Echanger plutôt que simplement informer
La communication du manager de transition étant avant tout comportementale et verbale, l’échange permet de mieux capter les éventuelles incompréhensions et de répondre immédiatement aux questions ou doutes soulevés ou encore de lire les comportements (gestuels, mimiques) muets mais hostiles de ses interlocuteurs.
Utiliser les supports écrits pour parler projet ou être très factuel
La communication écrite sert deux objectifs principaux :
le partage d’objectifs à long terme, d’un projet et de grands principes auxquels chacun pourra se reporter. C’est dans ce cadre que le journal interne –s’il existe et que la mission est suffisamment longue – est utilisé … parfois seulement.
le partage d’informations « flash » factuelles : indicateurs de mesure, célébration de succès, de franchissement d’étape.
Remettre les communicants en situation d’adultes responsables
Le manager de transition n’oublie jamais qu’il devra partir et passer le relais en laissant une organisation en ordre de marche où chacun maîtrise sa fonction.
Durant sa mission, il se doit donc de délimiter les champs d’action et de repositionner les relais de communication interne :
les managers, relais de proximité
les Instances Représentatives du Personnel
les services de communication interne
Le cabinet de management de transition
formalisera pour ses intervenants les clés de la communication interne en mission,
consolidera leur communication comportementale en dispensant des séances de media-training,
fédérera « ses » managers de transition en assurant sa propre communication interne en organisant des échanges au sein de son cabinet et s’assurant de l’homogénéité de ses prestations.
La communication interne du management de transition est donc bien spécifique et constitue elle-même un facteur clé de succès des missions.

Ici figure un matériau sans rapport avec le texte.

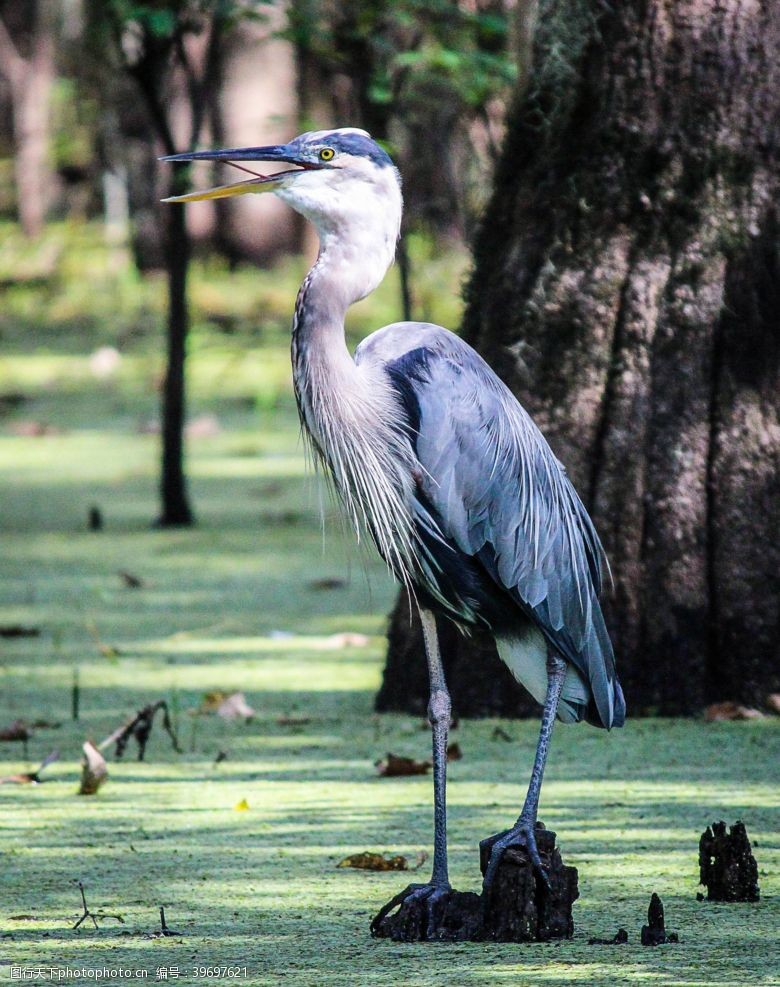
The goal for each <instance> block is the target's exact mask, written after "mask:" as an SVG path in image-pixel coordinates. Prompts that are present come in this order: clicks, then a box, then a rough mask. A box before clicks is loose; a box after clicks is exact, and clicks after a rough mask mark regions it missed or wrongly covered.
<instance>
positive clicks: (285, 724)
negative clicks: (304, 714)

Si elle reprend les grands principes de la communication interne et de la communication de crise, l’urgence donne à la valeur « temps » un caractère primordial et exige des individus et des compétences dédiés à un but unique : réussir. Car quand il n’y a plus l’espoir de réussir … il n’y a plus d’urgence.
Prendre conscience des spécificités de la communication interne en mission de management de transition peut contribuer à professionnaliser et caractériser ses interventions ; encore faut-il que les acteurs authentiques du secteur ne laissent pas d’autres intervenants (agences d’interim, cabinet de recrutements …) vendre sous l’appellation « management de transition » des prestations qui ne relèvent pas de ce métier qui pourtant une fois défini s’avère spécifique.
Quelques chiffres - estimation
40 000 dirigeants d’entreprise en France
12 500, entre 50 et 55 ans, ne sont plus en poste. 50% n’ont pas réussi à sortir du schéma du CDI
Le vivier de managers de transition est de 8 000 personnes. 2 800 en font leur métier et refusent les CDI.
Moins de 5% des missions concernent des femmes.
Le nombre de missions s’établit entre 300 et 400 par an. Environ 20% des missions se terminent par un CDI.
Chiffre d’affaires du management de transition : 200 M€/an. Il augmente de 15 à 20% par an depuis 3 ans.
Salaire : de 90 000 à 140 000 € brut/an.